Brendels Beethoven

Ein Abend im dritten Wiener Beethoven-Zyklus Alfred Brendels

→ 23. September 1993

Beethoven ganz geheim



Alfred Brendels dritte Beethoven-Rundreise geht in die zweite Etappe. Im Musikverein setzte der Pianist die Darstellung des Sonatenwerks am Dienstag abend fort, ganz ruhig, introvertiert - in stiller Größe also.

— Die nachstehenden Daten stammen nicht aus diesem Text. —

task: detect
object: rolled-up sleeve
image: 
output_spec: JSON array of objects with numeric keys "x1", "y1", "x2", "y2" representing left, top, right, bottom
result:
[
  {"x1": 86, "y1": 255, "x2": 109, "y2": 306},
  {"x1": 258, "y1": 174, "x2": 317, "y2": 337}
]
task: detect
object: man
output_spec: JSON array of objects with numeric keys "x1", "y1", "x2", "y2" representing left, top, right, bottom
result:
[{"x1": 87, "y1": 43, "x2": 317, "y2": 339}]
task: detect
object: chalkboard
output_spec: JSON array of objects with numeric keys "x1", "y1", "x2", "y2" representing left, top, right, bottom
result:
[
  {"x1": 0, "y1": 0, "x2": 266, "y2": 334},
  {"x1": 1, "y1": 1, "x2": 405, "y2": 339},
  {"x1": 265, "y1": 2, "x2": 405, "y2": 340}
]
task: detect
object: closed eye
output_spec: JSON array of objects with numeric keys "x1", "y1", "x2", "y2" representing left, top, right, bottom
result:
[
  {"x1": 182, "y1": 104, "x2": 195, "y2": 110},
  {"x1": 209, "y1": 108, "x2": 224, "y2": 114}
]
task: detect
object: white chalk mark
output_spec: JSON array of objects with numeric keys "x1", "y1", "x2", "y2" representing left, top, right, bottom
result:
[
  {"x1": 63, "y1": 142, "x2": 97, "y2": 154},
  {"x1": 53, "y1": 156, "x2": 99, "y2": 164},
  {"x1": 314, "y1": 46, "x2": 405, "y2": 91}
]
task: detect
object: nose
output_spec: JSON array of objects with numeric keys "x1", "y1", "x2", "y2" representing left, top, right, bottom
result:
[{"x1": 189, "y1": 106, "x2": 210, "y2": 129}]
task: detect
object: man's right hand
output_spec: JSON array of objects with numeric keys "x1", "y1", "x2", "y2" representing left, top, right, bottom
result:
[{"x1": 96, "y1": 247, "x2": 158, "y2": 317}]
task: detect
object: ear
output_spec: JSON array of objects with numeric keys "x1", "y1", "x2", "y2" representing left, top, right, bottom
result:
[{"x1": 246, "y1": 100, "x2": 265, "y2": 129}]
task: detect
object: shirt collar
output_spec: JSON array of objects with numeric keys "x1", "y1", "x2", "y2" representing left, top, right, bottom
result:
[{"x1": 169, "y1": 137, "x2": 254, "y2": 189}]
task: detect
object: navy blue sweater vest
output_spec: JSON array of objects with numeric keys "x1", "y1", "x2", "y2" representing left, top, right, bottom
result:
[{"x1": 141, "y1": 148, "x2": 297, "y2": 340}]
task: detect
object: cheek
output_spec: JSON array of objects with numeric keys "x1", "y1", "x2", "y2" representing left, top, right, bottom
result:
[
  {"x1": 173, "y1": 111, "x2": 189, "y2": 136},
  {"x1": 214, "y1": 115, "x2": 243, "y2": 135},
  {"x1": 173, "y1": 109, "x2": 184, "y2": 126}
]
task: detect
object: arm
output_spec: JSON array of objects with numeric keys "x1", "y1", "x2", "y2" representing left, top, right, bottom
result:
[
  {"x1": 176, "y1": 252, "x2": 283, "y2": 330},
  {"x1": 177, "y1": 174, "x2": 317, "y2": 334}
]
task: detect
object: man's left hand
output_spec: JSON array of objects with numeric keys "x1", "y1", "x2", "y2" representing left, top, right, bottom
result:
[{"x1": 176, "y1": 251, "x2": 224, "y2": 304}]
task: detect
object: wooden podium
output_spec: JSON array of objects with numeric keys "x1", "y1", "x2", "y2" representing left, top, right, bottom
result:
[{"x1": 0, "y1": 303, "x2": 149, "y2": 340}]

Ein aufdringlicher Musiktraumdeuter ist Brendel wirklich nicht. Zwar hat sich sein Beethovenbild mit den Jahren ganz und gar in romantische Regionen vorgetastet und dokumentiert den Aufbruch eines visionären Genies aus den (scheinbar) geregelten Bahnen der Wiener Klassik hin in subjektivere Gefilde. Aber Brendel läßt seine Hörer das keineswegs mittels vordergründiger Expressionistengestik spüren, vermittelt Romantik sozusagen subkutan.

Nichts an seinem Spiel ist als Direktangriff auf die Nervenzentren des Hörers zu verstehen. Man kann sich von Brendels Beethoven durchaus auch berieseln lassen, wird ihn, ganz wie's Brauch unserer Zeit ist, als angenehme Musikuntermalung empfinden, ohne sich viel dazu denken zu müssen.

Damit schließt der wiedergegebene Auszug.